VeritasJoker commented 1 year ago

So there is a problem brought by pickle hierarchy that we should solve. It never came up because it only happens for 676 blenderbot (and now bert models).

In bbot/bert, we are limiting utterance length to 512, which means removing two conversations totally in 676 (convo 38 and 39, each containing a single utterance longer than 512). Thus, we won't have embeddings for these two conversations (The concatenation script accommodates by specifying 76 total convos instead of 78) but we would still have those two conversations in the base df.

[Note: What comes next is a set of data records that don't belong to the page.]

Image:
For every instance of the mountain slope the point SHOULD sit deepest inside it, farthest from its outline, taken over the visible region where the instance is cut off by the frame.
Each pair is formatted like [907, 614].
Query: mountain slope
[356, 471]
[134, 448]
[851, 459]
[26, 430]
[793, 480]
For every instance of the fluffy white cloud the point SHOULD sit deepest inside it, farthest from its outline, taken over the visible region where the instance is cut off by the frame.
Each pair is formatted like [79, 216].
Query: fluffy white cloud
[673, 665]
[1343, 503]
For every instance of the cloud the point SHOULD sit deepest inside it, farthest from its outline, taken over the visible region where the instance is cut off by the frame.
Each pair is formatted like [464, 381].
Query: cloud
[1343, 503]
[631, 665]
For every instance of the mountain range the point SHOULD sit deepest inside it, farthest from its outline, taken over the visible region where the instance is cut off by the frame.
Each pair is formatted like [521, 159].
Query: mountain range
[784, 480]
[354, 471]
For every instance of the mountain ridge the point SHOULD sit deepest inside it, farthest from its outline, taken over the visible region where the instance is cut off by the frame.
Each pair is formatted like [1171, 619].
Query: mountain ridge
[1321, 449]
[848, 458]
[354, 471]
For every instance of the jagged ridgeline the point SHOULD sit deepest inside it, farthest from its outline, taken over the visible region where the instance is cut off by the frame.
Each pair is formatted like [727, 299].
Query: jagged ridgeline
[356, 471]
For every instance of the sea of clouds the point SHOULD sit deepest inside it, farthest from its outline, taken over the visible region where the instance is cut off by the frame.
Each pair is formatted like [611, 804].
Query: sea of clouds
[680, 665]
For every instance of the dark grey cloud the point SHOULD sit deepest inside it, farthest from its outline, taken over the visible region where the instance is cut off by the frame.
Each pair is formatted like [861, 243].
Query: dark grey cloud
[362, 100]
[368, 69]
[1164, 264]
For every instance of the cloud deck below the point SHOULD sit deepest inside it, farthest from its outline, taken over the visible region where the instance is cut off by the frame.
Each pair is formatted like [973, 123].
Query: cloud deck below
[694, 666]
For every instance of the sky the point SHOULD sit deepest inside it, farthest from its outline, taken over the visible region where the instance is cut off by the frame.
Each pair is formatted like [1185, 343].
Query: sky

Since now pickle hierarchy stores base df and embedding df separately, we need to address this problem when concatenating base df and embedding df in encoding. There are three different ways I could think of:

In pickling, we store index for embedding df as well. So when we concatenate in encoding we can merge by the index.
In pickling, we delete these two conversations in the base df.
In encoding, we delete these two conversations in the base df before concatenating.

I would prefer 1 because it seems cleaner but I would be fine with 2 as well (although we need some script to regenerate or modify base_df after generate-embedding fails). For now, I can do 3 to get the results but 3 feels more like a hack.

VeritasJoker commented 1 year ago

Actually 2 and 3 won't work at all because we are removing some other utterances in other convos as well. So it has to be some sort of indexing stored in embedding df.